Nature volume 527, pages 4041 (05 November 2015) | Download Citation

A modelling study argues that comprehensive policy change could limit Australia's environmental pollution while maintaining a materials-intensive path to economic growth. But other paths are worth considering. See Article p.49

Despite Australia's vastness and its swathes of untouched nature, its per-capita environmental footprint is one of the biggest worldwide. Because it is a major exporter of agricultural products, coal and other emissions-intensive commodities, there is great concern that binding climate agreements could harm the country's economy. In 2014, under then prime minister Tony Abbott, the current conservative government replaced a carbon-tax policy with inefficient mitigation subsidies1. Abbott was toppled from the party leadership in September 2015. His successor, Malcolm Turnbull, was once a strong proponent of a carbon-trading scheme, but it remains uncertain whether environmental policies will be reformed under his leadership.

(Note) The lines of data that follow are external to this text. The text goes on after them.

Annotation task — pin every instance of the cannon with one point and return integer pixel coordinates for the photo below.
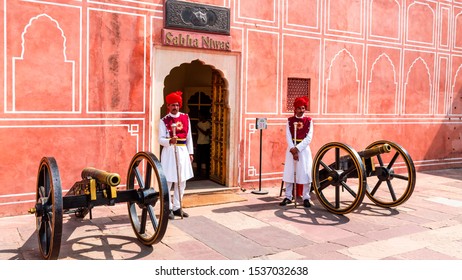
(384, 172)
(146, 195)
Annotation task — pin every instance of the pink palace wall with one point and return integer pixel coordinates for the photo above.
(77, 84)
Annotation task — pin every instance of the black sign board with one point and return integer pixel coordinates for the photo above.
(197, 17)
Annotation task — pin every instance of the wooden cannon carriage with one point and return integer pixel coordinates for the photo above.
(384, 172)
(146, 195)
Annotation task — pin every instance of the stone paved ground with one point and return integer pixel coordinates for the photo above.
(427, 227)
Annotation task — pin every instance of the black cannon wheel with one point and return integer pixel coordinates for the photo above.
(392, 179)
(338, 178)
(149, 218)
(49, 209)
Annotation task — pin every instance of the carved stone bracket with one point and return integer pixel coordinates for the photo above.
(199, 17)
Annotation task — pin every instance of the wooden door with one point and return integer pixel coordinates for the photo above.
(220, 136)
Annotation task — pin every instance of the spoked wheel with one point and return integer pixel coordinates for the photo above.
(392, 178)
(49, 209)
(339, 178)
(148, 215)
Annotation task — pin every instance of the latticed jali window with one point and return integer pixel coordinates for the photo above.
(297, 87)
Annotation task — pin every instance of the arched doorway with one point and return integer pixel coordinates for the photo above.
(204, 90)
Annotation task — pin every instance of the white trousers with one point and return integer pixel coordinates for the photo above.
(290, 187)
(176, 196)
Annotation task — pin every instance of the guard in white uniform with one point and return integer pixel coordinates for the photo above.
(175, 128)
(299, 132)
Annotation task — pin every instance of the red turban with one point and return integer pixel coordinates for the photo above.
(301, 101)
(174, 97)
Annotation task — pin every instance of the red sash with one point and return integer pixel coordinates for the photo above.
(181, 122)
(303, 127)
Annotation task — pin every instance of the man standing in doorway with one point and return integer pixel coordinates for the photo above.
(176, 139)
(203, 144)
(298, 163)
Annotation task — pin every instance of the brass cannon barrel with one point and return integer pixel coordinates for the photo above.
(110, 179)
(368, 153)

On page 49 of this issue, Hatfield-Dodds et al.2 argue that Australia can stick to its materials-intensive industries and enjoy continued high economic growth while reducing its impacts on climate, water and biodiversity. The authors show that greenhouse-gas emissions can be mitigated through efficiency improvements in production processes, and even more through carbon removal by planting forests (afforestation) and carbon capture and storage. The premise in any case is a comprehensive pricing of emissions.

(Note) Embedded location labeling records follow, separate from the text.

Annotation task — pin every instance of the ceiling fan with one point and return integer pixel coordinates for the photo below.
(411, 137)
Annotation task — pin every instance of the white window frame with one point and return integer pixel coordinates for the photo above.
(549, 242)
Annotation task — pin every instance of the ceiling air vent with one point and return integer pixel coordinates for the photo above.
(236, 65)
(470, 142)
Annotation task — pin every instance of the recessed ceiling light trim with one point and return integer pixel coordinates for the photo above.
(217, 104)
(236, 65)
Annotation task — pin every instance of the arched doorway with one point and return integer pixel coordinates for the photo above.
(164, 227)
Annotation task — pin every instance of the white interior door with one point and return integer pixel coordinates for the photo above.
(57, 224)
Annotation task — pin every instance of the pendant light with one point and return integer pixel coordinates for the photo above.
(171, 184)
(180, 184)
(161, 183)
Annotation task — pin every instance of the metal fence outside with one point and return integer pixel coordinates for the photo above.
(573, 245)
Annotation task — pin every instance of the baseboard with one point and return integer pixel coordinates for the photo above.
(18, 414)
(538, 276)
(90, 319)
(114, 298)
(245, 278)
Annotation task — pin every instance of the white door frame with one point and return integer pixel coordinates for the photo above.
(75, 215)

Hatfield-Dodds and colleagues' assessment, the most comprehensive conducted for Australia so far, is based on the Australian National Outlook 2015, a report3 prepared by the country's Commonwealth Scientific and Industrial Research Organisation. The authors used nine linked simulation models to estimate the performance of Australia's economy in a global market, with a particular focus on the agriculture, energy and transport sectors, which exert the largest environmental pressures on land, water and climate. The modelling framework is exemplary in bridging scales between global, national and sub-national dynamics. This cross-scale approach could, and should, become seminal for future regional assessments.

The study produces 20 scenarios for Australia's future, exploring possible domestic developments in regard to lifestyle, policy and technological progress. All scenarios are embedded in one of four possible settings for global change, characterized by different population trajectories and by different global carbon prices, leading to 2, 3 or 6 °C of global warming above pre-industrial levels in the year 2100. The authors' models then provide projections, under each scenario, for rates of technology adoption in the energy, transport and agricultural sectors; for production, income, and trade; and for environmental indicators such as water usage, land clearing and greenhouse-gas emissions.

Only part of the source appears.